Xpath错误-爬行器错误处理
因此,我正在构建这个爬行器,它可以很好地爬行,因为我可以登录到shell,浏览HTML页面并测试Xpath查询 不知道我做错了什么。任何帮助都将不胜感激。我重新安装了Twisted,但什么都没有 我的蜘蛛看起来像这样-Xpath错误-爬行器错误处理,xpath,scrapy,Xpath,Scrapy,因此,我正在构建这个爬行器,它可以很好地爬行,因为我可以登录到shell,浏览HTML页面并测试Xpath查询 不知道我做错了什么。任何帮助都将不胜感激。

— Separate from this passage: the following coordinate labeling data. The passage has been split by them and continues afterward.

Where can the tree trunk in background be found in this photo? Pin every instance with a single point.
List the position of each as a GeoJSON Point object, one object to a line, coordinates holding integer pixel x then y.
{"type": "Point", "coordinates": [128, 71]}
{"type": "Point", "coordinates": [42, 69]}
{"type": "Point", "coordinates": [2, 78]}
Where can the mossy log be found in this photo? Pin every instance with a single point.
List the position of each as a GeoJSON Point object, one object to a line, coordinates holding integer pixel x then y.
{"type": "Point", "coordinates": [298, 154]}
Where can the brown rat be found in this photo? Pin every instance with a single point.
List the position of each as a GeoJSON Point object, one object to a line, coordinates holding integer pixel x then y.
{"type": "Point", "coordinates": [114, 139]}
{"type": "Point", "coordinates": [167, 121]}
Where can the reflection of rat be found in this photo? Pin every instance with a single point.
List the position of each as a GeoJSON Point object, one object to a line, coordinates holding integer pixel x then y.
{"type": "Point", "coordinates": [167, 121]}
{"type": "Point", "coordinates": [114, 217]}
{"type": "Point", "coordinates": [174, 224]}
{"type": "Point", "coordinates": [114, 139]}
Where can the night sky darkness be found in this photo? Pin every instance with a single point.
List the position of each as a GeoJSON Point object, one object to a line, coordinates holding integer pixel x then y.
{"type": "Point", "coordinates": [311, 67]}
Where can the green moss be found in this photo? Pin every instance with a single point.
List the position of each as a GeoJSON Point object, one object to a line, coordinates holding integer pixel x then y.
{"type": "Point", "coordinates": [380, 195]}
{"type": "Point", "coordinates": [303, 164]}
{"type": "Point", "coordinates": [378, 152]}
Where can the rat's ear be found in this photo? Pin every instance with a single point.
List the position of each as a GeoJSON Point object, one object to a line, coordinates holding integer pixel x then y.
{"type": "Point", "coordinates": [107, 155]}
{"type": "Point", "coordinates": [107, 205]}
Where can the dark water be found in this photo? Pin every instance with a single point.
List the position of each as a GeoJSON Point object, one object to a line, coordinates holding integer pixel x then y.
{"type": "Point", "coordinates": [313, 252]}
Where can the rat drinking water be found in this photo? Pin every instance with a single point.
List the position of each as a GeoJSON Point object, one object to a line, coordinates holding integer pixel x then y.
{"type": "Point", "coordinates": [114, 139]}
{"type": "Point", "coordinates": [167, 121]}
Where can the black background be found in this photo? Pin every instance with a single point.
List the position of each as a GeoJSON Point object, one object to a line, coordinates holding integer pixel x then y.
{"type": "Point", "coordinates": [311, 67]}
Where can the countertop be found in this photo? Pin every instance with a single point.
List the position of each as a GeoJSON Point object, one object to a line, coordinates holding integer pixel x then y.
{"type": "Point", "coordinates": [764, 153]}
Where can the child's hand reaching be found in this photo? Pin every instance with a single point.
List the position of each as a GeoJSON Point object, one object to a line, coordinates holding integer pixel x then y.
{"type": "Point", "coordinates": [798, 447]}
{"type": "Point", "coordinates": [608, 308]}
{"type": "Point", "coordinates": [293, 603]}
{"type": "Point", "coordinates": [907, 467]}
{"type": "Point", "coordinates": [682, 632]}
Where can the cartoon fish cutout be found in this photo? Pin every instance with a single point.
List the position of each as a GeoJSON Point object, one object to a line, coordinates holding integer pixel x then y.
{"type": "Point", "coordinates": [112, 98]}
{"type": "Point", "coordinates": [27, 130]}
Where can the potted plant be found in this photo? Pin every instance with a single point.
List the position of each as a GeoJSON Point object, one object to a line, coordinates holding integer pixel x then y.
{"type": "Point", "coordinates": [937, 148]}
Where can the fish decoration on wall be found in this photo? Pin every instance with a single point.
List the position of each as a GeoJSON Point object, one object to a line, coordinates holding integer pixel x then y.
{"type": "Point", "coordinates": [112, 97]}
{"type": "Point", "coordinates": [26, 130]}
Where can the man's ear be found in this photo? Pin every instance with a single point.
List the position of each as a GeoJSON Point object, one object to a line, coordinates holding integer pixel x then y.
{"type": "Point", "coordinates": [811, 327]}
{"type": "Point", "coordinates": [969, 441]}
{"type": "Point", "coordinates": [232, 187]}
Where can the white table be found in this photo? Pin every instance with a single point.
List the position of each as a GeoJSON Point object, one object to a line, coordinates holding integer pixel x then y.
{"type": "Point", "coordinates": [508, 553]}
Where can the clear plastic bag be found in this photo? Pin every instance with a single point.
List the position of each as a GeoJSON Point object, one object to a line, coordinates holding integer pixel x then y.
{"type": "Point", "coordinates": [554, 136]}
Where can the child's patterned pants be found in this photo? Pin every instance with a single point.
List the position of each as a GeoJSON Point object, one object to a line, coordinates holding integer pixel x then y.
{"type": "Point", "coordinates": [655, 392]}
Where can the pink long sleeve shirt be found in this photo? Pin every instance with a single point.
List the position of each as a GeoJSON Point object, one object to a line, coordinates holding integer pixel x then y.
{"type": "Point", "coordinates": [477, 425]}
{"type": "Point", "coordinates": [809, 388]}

我重新安装了Twisted,但什么都没有 我的蜘蛛看起来像这样- from scrapy.spider import BaseSpider from scrapy.selector import HtmlXPathSelector from spider_scrap.items import spiderItem class spider(B
from scrapy.spider import BaseSpider
from scrapy.selector import HtmlXPathSelector
from spider_scrap.items import spiderItem
class spider(BaseSpider):
name="spider1"
#allowed_domains = ["example.com"]
start_urls = [
"http://www.example.com"
]
def parse(self, response):
items = []
hxs = HtmlXPathSelector(response)
sites = hxs.select('//*[@id="search_results"]/div[1]/div')
for site in sites:
item = spiderItem()
item['title'] = site.select('div[2]/h2/a/text()').extract item['author'] = site.select('div[2]/span/a/text()').extract
item['price'] = site.select('div[3]/div[1]/div[1]/div/b/text()').extract()
items.append(item)
return items
当我运行spider-scrapy crawl Spider1时,我得到以下错误-
2012-09-25 17:56:12-0400 [scrapy] DEBUG: Enabled item pipelines:
2012-09-25 17:56:12-0400 [Spider1] INFO: Spider opened
2012-09-25 17:56:12-0400 [Spider1] INFO: Crawled 0 pages (at 0 pages/min), scraped 0 items (at 0 items/min)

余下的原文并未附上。